PAGAN DAYS: So you want to go dancing at Lughnasa? Pagans, now you can, provided you're a University of Arizona employee or student. No need to worry about writing that overdue term paper or teaching that early-morning class. You can take the day--and night--off, with the blessings of the Arizona Board of Regents, and dance around ye olde bonfire to your heart's content, singing, of course, in Gaelic.
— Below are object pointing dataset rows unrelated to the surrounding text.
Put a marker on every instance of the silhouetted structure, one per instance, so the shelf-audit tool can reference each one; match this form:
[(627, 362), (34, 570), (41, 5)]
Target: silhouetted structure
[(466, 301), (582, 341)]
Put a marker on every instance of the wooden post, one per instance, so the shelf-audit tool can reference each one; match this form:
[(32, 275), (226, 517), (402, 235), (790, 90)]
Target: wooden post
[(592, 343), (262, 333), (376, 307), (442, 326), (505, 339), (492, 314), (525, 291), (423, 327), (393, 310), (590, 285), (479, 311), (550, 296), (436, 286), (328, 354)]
But Lughnasa, which alas already took place back on August 1, is not the only Pagan Holy Day officially sanctioned by the Regents, who govern all three Arizona universities. In a recent comprehensive memo on religious holidays, W. Gary Wagner, UA director of curriculum and registration, lists a veritable host of days that the Regents have directed "may be requested off by Pagans." (Note the capital P.) As far as we know, this is the first time ever that the university has awarded Pagans equal standing with Protestants, Catholics, Jews, Muslims, Orthodox Christians and Ba'hai.
The Pagan Holy Days include the feast of Brigid on February 2, which frankly we have always celebrated as the feast of St. Blaise, patron saint of sore throats. Brigid, apparently, got there first. Another new one on us is Beltane, April 30, which our dictionary tells us is an "ancient Celtic feast marked by the lighting of bonfires and the performance of various rites of purification." We're sure the Regents did their homework and all, but our dictionary also tells us that Beltane corresponds to May Day, May 1.
The other holidays, more familiar, are the Fall Equinox, September 20-23 (there's still time to mark the occasion!); good old Samhain, known to Americans as Halloween, October 31; the Winter Solstice, December 20-23; the Spring Equinox, March 20-23; and the Summer Solstice, June 20-23.
The Old Pueblo would certainly be more festive were all these feasts merrily celebrated here, but the memo carries a caveat. The Regents opine that on none of these days is work strictly forbidden. Dang.